# How does 4x4 mma at tensor core level translate to 16x16 mma at warp level?

I have recently started using tensor core operations with CUDA, and am a bit confused on how do we arrive at a 16x16 matrix size at warp level. I am on V100, and my understanding is that each tensor core can perform a 4x4 matrix multiplication. Within an SM, a warp scheduler has access to only two tensor cores, so I don’t understand how using two tensor allow quadrupling the size of the matrix. Can someone please explain what I could be missing?

I guess you might be thinking that a 16x16 matrix multiply on a V100 all happens in a single instruction or single push of a button, or something like that. It sort of appears that way at the CUDA C++ intrinsic level.

It does not, at the machine code level. Remember that CUDA C++ is a compiled language. Something that is elegantly expressed at the C++ level may decompose into multiple steps at the machine level.

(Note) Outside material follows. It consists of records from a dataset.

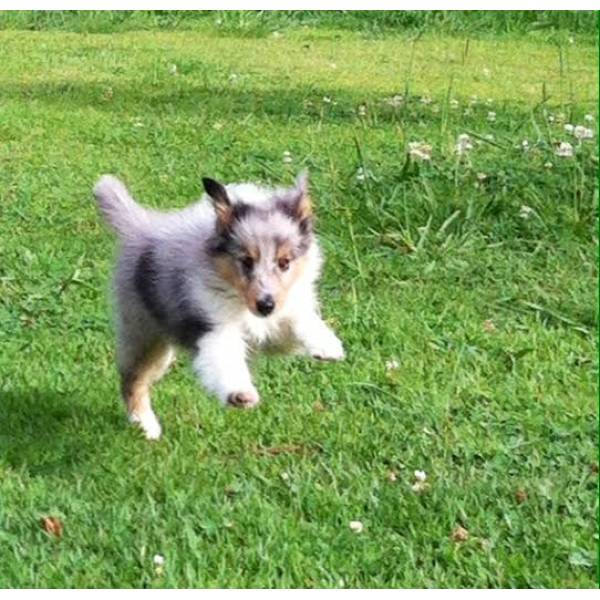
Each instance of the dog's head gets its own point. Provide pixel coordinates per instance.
(260, 250)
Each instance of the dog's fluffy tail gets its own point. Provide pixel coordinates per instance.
(119, 209)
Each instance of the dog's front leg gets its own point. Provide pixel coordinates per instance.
(316, 337)
(221, 365)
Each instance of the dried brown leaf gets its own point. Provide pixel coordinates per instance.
(52, 526)
(460, 534)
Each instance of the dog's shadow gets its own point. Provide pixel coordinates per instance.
(44, 432)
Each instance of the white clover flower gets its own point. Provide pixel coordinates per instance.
(395, 101)
(564, 149)
(392, 365)
(419, 150)
(420, 476)
(463, 144)
(526, 211)
(356, 526)
(583, 133)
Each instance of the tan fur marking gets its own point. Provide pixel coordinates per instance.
(224, 213)
(136, 383)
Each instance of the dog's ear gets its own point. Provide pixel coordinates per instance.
(220, 200)
(299, 202)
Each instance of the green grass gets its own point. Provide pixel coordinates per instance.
(419, 256)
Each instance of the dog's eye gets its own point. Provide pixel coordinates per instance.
(247, 263)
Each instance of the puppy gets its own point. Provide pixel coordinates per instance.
(218, 278)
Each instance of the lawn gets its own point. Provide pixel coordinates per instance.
(464, 286)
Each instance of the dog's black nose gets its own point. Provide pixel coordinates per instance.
(265, 305)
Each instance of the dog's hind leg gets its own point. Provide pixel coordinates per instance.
(140, 368)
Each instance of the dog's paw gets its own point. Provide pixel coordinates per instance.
(248, 399)
(328, 347)
(148, 423)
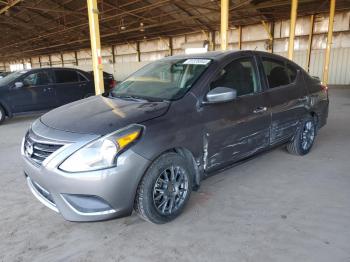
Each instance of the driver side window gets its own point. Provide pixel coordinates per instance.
(240, 75)
(38, 78)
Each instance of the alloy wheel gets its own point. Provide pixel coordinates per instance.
(308, 135)
(170, 190)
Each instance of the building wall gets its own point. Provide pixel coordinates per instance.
(123, 59)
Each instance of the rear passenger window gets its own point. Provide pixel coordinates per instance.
(82, 78)
(275, 72)
(240, 75)
(38, 78)
(66, 76)
(292, 72)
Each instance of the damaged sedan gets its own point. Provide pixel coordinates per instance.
(151, 140)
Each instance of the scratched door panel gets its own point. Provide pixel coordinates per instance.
(238, 132)
(287, 107)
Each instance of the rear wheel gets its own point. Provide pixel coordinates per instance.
(2, 115)
(164, 190)
(304, 138)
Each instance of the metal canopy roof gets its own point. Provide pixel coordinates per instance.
(36, 27)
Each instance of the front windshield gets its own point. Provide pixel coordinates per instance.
(162, 80)
(9, 78)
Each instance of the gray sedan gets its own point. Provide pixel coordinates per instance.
(149, 142)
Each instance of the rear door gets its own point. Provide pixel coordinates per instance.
(37, 92)
(68, 86)
(287, 96)
(240, 128)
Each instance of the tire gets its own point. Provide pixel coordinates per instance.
(2, 115)
(160, 200)
(88, 95)
(304, 138)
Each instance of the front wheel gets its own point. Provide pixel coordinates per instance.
(164, 190)
(304, 138)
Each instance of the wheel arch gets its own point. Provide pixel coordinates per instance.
(7, 109)
(315, 116)
(188, 155)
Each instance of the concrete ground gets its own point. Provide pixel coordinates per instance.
(276, 207)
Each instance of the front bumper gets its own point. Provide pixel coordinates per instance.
(86, 196)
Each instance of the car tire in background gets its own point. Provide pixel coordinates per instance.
(304, 138)
(164, 189)
(2, 115)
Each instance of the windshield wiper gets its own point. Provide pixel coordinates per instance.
(133, 97)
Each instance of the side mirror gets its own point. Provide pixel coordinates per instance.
(220, 95)
(19, 85)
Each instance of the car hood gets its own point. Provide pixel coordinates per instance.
(101, 115)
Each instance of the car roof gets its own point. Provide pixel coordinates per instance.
(218, 55)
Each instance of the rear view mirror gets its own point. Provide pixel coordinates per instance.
(18, 85)
(220, 95)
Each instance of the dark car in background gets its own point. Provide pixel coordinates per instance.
(42, 89)
(3, 74)
(149, 142)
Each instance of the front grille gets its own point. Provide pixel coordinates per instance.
(38, 151)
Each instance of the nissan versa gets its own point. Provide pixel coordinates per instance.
(151, 140)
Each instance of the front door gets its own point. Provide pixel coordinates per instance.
(68, 86)
(240, 128)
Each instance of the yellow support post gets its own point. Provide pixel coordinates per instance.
(224, 23)
(95, 46)
(329, 42)
(309, 44)
(240, 37)
(293, 19)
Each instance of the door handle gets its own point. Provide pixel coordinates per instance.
(260, 109)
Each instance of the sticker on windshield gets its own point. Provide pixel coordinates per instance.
(196, 62)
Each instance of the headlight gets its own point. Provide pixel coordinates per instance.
(102, 152)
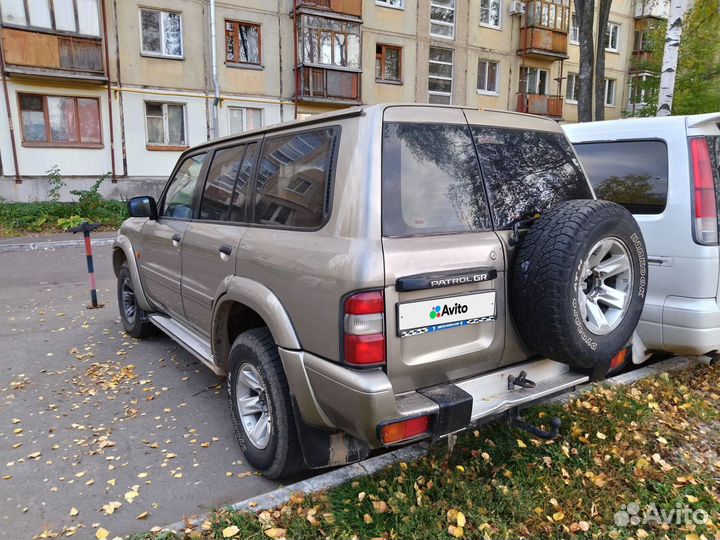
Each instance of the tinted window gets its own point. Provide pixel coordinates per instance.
(631, 173)
(526, 172)
(293, 179)
(179, 196)
(431, 182)
(228, 179)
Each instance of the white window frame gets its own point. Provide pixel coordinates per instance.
(166, 130)
(574, 29)
(244, 117)
(614, 88)
(438, 77)
(143, 52)
(608, 46)
(485, 92)
(389, 4)
(488, 24)
(443, 23)
(572, 99)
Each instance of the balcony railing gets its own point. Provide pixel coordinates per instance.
(543, 42)
(347, 7)
(328, 85)
(540, 104)
(33, 51)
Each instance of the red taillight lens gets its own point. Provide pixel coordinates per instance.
(405, 430)
(706, 220)
(364, 327)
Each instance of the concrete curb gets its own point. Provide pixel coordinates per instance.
(336, 477)
(58, 244)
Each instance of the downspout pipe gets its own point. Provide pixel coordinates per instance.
(213, 59)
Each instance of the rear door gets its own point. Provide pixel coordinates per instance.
(444, 265)
(211, 241)
(161, 246)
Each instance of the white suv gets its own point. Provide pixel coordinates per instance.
(666, 171)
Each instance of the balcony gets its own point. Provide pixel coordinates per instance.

On V100, I believe the basic op performed by the TC unit was an m=8,n=8,k=4 (884) multiply. It looks like there was a two-step process to get to a 888 multiply (perhaps – I haven’t given this lots of study). To get to the full 16x16 multiply would require 4 of these. Clever carrying of the intermediate sums in registers from one op to the next should allow stitching the ops together with minimum effort, I think.

You can get an idea by compiling the code and inspecting the SASS.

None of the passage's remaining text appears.